But while, after the removal of the case to the circuit court of the United States, it might properly be docketed and tried by the court as an equity suit, it still remained, so far as the rights of the plaintiff were concerned, a special proceeding under the territorial statute; and the powers of the court in dealing with it were gauged, not merely by its general equity jurisdiction, but by the special authority vested in its own courts by the statutes of the territory. Had the case never been removed to the circuit court, it would have proceeded in the state court as a special proceeding under the territorial statute, and we are of opinion that upon its removal to the circuit court, petitioner lost no right to which he would have been entitled had the case not been removed. Even if it were treated as in form a bill in equity, the right of the complainant would be gauged as well by the statute under which the bill was filed as by the general rules of equity jurisprudence. If any action or proceeding in a state court were subject to be defeated or impaired by one of the parties exercising his statutory right to remove it to a federal court, no one would be safe in instituting such a proceeding in any case wherein, by reason of diversity of citizenship or otherwise, it might be subject to removal. While the federal court may be compelled to deal with the case according to the forms and modes of proceeding of a court of equity, it remains in substance a proceeding under the statute, with the original rights of the parties unchanged.

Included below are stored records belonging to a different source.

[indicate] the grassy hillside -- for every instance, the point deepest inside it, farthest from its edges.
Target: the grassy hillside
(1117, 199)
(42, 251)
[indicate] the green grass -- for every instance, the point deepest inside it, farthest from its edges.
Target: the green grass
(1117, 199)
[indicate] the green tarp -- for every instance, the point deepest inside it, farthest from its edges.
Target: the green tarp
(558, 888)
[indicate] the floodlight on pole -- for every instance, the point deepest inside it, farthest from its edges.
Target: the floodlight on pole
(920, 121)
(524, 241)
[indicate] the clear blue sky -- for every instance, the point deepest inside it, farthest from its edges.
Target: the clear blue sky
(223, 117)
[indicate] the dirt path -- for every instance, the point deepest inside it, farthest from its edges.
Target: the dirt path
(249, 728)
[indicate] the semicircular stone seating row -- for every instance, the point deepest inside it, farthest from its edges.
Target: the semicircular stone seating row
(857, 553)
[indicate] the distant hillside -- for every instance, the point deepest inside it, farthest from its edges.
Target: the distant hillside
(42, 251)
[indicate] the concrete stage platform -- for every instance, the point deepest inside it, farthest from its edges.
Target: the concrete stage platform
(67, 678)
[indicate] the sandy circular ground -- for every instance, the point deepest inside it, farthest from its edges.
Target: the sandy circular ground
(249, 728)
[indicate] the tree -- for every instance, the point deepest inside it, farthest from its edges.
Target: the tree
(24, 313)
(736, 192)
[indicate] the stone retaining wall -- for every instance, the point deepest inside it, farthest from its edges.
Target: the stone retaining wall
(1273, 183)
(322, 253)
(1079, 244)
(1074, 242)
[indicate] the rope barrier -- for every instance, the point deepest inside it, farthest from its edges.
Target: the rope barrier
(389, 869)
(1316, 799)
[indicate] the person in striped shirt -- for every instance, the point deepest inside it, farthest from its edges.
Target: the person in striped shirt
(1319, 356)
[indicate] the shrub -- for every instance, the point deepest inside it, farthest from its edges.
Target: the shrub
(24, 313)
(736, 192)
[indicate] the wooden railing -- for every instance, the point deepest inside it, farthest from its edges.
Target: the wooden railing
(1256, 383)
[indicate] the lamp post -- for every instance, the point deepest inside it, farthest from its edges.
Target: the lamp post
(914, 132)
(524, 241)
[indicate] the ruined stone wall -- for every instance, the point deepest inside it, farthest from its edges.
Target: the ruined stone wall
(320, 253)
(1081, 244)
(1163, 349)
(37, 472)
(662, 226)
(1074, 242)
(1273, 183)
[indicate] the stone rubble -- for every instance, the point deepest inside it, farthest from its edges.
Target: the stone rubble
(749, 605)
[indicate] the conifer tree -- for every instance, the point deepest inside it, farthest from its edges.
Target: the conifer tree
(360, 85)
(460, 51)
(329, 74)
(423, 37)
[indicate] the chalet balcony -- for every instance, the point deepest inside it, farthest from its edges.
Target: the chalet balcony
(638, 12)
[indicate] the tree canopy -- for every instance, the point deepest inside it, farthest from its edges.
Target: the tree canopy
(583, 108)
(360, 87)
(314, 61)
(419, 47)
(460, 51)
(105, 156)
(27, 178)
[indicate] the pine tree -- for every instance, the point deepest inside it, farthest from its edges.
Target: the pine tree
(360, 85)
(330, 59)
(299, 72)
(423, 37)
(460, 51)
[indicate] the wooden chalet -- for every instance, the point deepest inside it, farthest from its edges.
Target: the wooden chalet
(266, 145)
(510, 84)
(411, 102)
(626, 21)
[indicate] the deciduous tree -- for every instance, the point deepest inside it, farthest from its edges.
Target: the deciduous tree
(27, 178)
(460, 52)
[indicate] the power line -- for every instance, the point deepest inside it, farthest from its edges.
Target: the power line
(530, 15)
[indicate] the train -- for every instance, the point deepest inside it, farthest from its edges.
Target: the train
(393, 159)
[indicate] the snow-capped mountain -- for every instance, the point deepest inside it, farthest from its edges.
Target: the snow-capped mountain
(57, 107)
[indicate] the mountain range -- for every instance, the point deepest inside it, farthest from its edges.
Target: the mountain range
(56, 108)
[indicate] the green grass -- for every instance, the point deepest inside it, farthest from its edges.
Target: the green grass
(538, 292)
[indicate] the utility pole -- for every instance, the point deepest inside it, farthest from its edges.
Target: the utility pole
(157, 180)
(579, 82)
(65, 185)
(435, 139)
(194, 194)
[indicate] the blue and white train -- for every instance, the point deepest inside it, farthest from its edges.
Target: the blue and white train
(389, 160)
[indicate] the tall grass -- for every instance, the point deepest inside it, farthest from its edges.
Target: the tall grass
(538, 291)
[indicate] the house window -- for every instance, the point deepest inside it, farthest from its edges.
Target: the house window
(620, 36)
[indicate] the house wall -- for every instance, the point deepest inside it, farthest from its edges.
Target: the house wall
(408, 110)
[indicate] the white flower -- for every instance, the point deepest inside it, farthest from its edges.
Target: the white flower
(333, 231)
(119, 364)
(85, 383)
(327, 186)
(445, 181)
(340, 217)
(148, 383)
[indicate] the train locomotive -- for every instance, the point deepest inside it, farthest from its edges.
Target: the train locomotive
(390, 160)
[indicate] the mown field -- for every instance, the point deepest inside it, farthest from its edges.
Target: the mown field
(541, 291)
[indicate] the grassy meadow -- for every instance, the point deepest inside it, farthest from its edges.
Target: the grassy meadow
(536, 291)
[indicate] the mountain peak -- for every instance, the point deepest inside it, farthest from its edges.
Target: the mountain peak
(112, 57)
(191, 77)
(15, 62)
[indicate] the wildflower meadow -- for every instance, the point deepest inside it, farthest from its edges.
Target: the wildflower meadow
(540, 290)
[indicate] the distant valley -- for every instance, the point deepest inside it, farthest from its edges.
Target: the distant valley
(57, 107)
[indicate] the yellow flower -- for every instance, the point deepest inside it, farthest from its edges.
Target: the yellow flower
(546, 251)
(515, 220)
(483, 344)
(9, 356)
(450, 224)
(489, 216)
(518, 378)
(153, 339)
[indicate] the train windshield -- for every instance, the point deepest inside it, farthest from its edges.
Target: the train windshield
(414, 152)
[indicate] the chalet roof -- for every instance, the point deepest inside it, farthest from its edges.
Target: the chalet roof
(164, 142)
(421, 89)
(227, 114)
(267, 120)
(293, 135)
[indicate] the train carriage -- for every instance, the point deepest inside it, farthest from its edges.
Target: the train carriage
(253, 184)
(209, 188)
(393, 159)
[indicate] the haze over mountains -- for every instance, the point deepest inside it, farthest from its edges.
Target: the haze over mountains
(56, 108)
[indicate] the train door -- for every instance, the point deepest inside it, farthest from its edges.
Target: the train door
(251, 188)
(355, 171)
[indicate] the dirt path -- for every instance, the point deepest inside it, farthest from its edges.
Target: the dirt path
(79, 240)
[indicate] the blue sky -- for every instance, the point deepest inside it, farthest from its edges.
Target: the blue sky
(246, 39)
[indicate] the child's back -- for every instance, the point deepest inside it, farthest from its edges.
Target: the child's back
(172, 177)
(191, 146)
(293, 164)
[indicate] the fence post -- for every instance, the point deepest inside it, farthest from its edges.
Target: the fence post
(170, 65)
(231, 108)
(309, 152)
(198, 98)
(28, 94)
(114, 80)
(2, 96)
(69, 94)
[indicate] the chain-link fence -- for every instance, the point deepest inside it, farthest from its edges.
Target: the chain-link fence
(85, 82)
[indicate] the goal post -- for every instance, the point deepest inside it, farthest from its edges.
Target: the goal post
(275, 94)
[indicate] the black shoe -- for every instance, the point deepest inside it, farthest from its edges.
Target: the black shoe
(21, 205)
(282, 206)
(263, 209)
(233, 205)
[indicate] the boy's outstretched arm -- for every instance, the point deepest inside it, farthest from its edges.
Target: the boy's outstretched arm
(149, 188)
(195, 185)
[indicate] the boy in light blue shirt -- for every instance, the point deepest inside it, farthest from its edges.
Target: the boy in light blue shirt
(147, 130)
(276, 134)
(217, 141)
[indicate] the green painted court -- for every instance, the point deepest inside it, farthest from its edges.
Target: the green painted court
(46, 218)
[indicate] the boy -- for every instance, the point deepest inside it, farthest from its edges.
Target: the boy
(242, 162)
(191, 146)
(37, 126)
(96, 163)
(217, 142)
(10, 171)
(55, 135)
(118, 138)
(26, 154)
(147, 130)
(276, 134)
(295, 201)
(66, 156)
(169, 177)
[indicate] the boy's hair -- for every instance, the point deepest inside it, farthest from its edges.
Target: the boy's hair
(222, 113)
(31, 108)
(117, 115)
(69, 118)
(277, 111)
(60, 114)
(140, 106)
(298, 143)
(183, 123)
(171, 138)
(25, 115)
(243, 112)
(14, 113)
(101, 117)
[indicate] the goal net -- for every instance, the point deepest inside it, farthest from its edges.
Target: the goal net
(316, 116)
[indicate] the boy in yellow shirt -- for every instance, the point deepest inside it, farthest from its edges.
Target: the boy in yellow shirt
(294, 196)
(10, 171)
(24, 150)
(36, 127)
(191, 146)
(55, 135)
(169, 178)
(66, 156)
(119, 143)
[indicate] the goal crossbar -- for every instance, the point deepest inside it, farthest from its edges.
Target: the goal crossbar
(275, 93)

Although the statute of a state or territory may not restrict or limit the equitable jurisdiction of the federal courts, and may not directly enlarge such jurisdiction, it may establish new rights or privileges which the federal courts may [159 U.S. 569, 583] enforce on their equity or admiralty side, precisely as they may enforce a new right of action given by statute upon their common-law side. Thus, in Ex parte McNeil, 13 Wall. 236, a statute of the state of New York giving to the pilot who first tendered his services to a vessel, and was refused, a right to half pilotage, was held to be enforceable upon the admiralty side of the district court. See, also, the cases of Broderick's Will, 21 Wall. 503, 520, and Clark v. Smith, 13 Pet. 195, 203. So, in Reynolds v. Bank, 112 U.S. 405 , 5 Sup. Ct. 213, a bill in equity under a statute of Indiana, which averred that a deed was void upon its face, was held sufficient to support the jurisdiction of the circuit court of the United States in that district, to quiet the title of the complainant as against such deed, although courts of equity had generally adopted the rule that a deed void upon its face does not cast a cloud upon the title which a court of equity will undertake to remove. It was also said in Davis v. Gray, 16 Wall. 223, 231, that 'a party, by going into a national court, does not lose any right or appropriate remedy of which he might have availed himself in the state courts of the same locality. The wise policy of the constitution gives him a choice of tribunals.' Other cases to the same effect are Holland v. Challen, 110 U.S. 15 , 3 Sup. Ct. 495; Marshall v. Holmes, 141 U.S. 589 , 12 Sup. Ct. 62; Johnson v. Waters, 111 U.S. 640 , 4 Sup. Ct. 619; Arrowsmith v. Gleason, 129 U.S. 86 , 9 Sup. Ct. 237.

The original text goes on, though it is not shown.